Monday, April 25, 2016

The rich are different

Excellent article in the Guardian today shows how a sense of social responsibility amongst the rich has gone.  We saw a sense of honor in which economic elites served in the military during the World Wars.  Now, the military is disproportionately people of lower income strata.  We got universities and libraries from the Rockefellers and the Carnegies.   Now, we get self-serving academic "institutes" from the Brothers Koch that are intended to reinforce their political views.
The military is only one example of how disconnected wealthy Americans are from their country. The extraordinarily low rate of charitable giving among the rich offers more evidence. Even though we live in a time of entrenched income inequality, poor Americans actually give a higher percentage of their income to charity than the rich do. .... 
The selfish worldview of America’s upper classes is underscored by their demand for ever greater financial rewards. In the last 50 years, CEO compensation rateshave soared. For example, in 1965 the typical CEO made about 20 times as much as average workers. By 2013, the CEO-to-worker pay ratio grew to nearly 300 to 1. 
.... 
Despite their soaring share of the nation’s wealth, the rich go to enormous lengths to avoid paying taxes. A recent study found that wealthy Americans have moved $36bn into offshore tax havens. 
The rich have also poured money into the campaigns of candidates who cut the government programs that most benefit middle-class and working-class Americans, such as public schools and healthcare. And the wealthy increasingly cluster in neighborhoods that isolate them from other social classes. 
History shows it does not have to be this way.
How do we re-connect the wealthy with the rest of us?  Well, if people are making that much money, they are living in a cocoon.  For example, I was walking along the waterfront a few weeks ago and totally awed by the Super-yachts, one with the helicopter on the back.  They were docked apart from the other pleasure boats, sea going vessels that looked lean and mean and fast, and anonymous, like the big black limos that snake around big cities.

Us vs them indeed.

2 comments:

Marshall Scott said...

I do indeed miss the days of noblesse oblige. It got expressed in ways that weren't necessarily healthy. I grew up in the segregated South (not to ignore that other parts of the country weren't equally segregated; but where I was it was explicit, and I didn't grow up in any of those other places), and I remember how often I heard, "We don't need outsiders telling us how to care for our [neighbors, employees, sharecroppers - the Latin term clientes would be broadest]. We take care of our own." Sadly, there were big disparities on how "our own" were taken care of, and big blocks to social mobility. On the other hand, there was a cultural expectation that each person, from economic top to bottom, was part of a larger society, and that "of those to whom much has been given, much is expected."

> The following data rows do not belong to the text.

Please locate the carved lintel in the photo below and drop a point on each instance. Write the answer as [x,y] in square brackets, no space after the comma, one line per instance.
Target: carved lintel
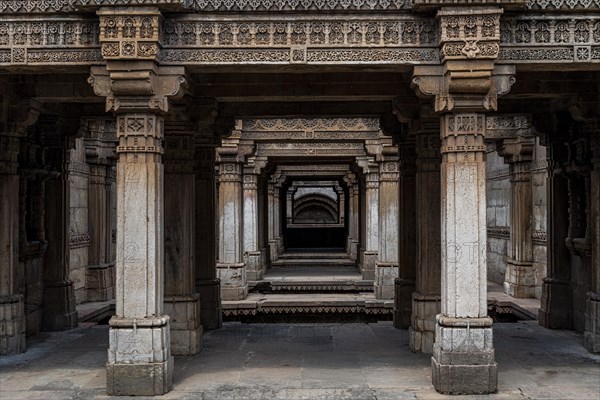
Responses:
[143,87]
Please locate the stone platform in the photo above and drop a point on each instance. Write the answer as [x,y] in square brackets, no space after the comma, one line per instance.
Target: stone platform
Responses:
[306,361]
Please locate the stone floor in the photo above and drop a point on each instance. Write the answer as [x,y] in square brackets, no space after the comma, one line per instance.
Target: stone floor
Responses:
[307,361]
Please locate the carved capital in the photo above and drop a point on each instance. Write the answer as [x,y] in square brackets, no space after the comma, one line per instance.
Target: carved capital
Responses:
[142,87]
[464,86]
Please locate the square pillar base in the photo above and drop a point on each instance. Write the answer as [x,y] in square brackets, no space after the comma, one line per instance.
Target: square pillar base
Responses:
[591,335]
[186,329]
[211,313]
[385,277]
[463,356]
[234,285]
[422,330]
[100,282]
[555,309]
[143,379]
[403,302]
[59,312]
[139,357]
[368,259]
[519,279]
[254,265]
[12,325]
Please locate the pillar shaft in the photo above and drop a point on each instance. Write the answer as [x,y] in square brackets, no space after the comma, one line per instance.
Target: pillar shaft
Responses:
[591,337]
[59,298]
[426,299]
[463,353]
[230,266]
[371,234]
[252,253]
[12,318]
[386,269]
[139,356]
[182,303]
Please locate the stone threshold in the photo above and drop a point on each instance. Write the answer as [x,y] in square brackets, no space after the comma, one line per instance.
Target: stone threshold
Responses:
[338,303]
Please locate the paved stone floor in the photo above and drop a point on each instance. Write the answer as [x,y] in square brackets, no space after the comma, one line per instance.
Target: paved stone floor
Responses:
[307,361]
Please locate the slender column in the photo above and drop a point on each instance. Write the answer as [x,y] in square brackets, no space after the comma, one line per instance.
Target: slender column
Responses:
[426,298]
[463,352]
[59,297]
[591,336]
[139,356]
[556,309]
[207,283]
[100,153]
[230,266]
[386,267]
[369,254]
[252,254]
[181,301]
[519,278]
[12,311]
[405,283]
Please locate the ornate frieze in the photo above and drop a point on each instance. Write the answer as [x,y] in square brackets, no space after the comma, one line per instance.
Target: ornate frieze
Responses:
[63,40]
[550,39]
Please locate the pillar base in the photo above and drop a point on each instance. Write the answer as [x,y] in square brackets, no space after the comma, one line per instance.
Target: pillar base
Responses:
[519,279]
[463,356]
[233,281]
[100,282]
[254,265]
[422,330]
[555,311]
[139,359]
[211,313]
[12,324]
[59,307]
[385,276]
[403,289]
[186,329]
[368,260]
[591,335]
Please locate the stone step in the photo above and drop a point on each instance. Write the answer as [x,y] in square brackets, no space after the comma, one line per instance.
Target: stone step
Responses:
[258,306]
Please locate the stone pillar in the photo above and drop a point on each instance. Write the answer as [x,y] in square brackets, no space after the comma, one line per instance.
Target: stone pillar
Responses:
[556,307]
[369,254]
[181,302]
[405,283]
[591,335]
[426,298]
[12,309]
[207,283]
[59,298]
[230,265]
[520,277]
[463,353]
[100,155]
[353,216]
[386,267]
[252,254]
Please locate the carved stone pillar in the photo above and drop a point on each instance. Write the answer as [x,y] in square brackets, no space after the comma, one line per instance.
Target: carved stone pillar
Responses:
[252,254]
[138,90]
[230,265]
[371,234]
[463,353]
[591,336]
[181,302]
[59,298]
[520,278]
[405,284]
[100,155]
[386,267]
[426,298]
[556,308]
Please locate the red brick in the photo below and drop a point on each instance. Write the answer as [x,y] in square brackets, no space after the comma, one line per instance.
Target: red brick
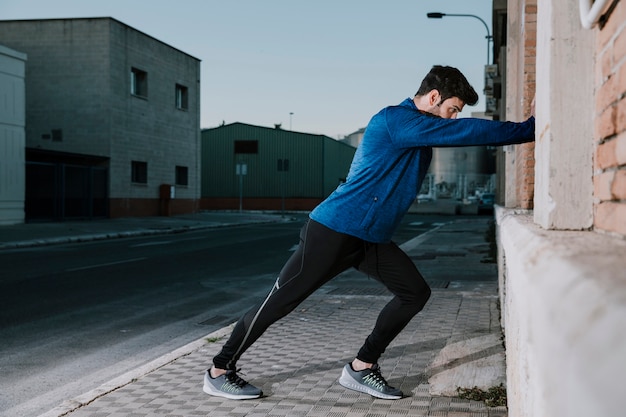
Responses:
[602,186]
[620,119]
[618,186]
[606,65]
[605,155]
[604,124]
[610,217]
[621,79]
[606,94]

I still preach that there is one nation, one economy, one society within which we are all participants and all accountable; and I know most other clergy do as well (notwithstanding that I periodically ask, "How big is your tribe?"). But two generations of political preaching of individualism, of measuring our public "heroes" by how much their cash income and/or accumulated wealth is, has taken its toll.

IT said...

Well, i think my argument is really that to those to whom much is given, much should be expected.